Ah but it's always on my mind, the desire to create something beautiful but that has no real use or purpose. The world is strange enough, so if we really put our minds' to it, surely we could create anything?
   It's like (in preparation actually for the Stress Down Day), I've made my own wings to wear. They're a bit odd, and small but they've turned out okay. I was going to put a photo of them on here today, but alas, my phone won't allow me to and my camera is dead as a doornail. So I'll put them up tomorrow.
   But deciding to do something unusual: like that egg-shaped thing I mentioned trying to make and which I wrote the poem about. Dressing up extravagantly, or going into a theatre when it's abandoned and eerie, or building a lantern or sending a bottle out to sea or whatever.
  I used to paint a lot, at one time, and I got it into my head to complete a giant mural on my bedroom wall. It took me a year (and now unfortunately it's painted over again), but it really had no point, and most things that stretch your heart and focus the most, more times than not, they are the easiest things to lose.
  I'm not sure why either, maybe they're just too fragile, or maybe the world or fate begins to feel uneasy when we have too many things we love around us. As soon as we get attached to something, BAM, something happens to take it away.
  Makes for a certain hilarity and black-humour, don't you think?
  Ah, one thing I really was inspired by - and I'm not entirely sure where it originated from, was the idea of the sky having mechanics, and an other side that we can't see with our normal eyes. Part of this was perhaps inspired by an illustration I saw on DeviantArt, but it grew from there. (This is also a tiny sneak-look into a future part of my Golden Dragon Series books). But those that could see what the sky could see (that's the way I made it), would see booming colours and hear deep sounds, like the Northern Lights on some drug. There'd be gears and enlarged planets from our solar system moving at crazy speeds, and stars bursting and exploding with colour. Living plants.
  Yeah, I loved that idea.

My Mural
I'm actually beginning to crave baking again. It seemingly came to a fact that after working for a year on my island making the same pastries day in and day out mostly, I had to have a long break from making them.
  But if I had money I'd make them now, and feed them to people. :] But it was always, cooky day on Monday, Tues: Choc, orange and almond cake, apricot shortcake, Wed: Choc coconut cake and lemon meringue pie, Thurs: French Night! Paris Brest, Pear, White Choc and Almond Tart and Profiteroles, Fri: Choc Tart, Strawberry n Custard Tart, White Choc Cheesecake, White choc mousse cake with choc crackle base, Sat: Banoffee Pie, Red Velvet Choc Cake, Pineapple Upside Down Cake, Sun: Choc Mousse Cake and Apple Crumble.

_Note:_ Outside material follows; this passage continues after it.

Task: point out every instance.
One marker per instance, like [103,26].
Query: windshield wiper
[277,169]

  Okay this is becoming painful, argh....

     So yes, time does fly, and I often wish I could grow wings, or not feel like time is running faster by the second. Because well, that's how I feel and have always felt, even when I was much younger, that the more I and others go through life the faster and faster everything and time becomes. It's all heading towards something, and it feels like the world can't go on much longer, maybe a while, but it's nearing a close, I think.

    They take my hand. and whisper strange things, their eyes haunt and their fingers freezing, they drag me to that cold, otherly place where I sit with my back to the chilled knife edge, while I try and answer his questions yet never can. 
  What do you want? What do you want? What do you want?
If I had an answer to that maybe the world wouldn't seem so gloomy and endlessly consuming.
  We can help, I will help you.
If you could step into the light you would...but as it is, all you are is a fanciful devil-may-care friend who appears when my thoughts crowd me too much and the gnawing inside of me becomes deafening,
  Sometimes I frighten myself, sometimes I make myself laugh, sometimes I could just burn everything, along with myself.
  It seems more and more that his white eyes are the only things keeping me chained to this earth and desk.


Ha ha, no, do not worry about me, and I hope that your day has been filled with curious things, I will talk to you all again soon.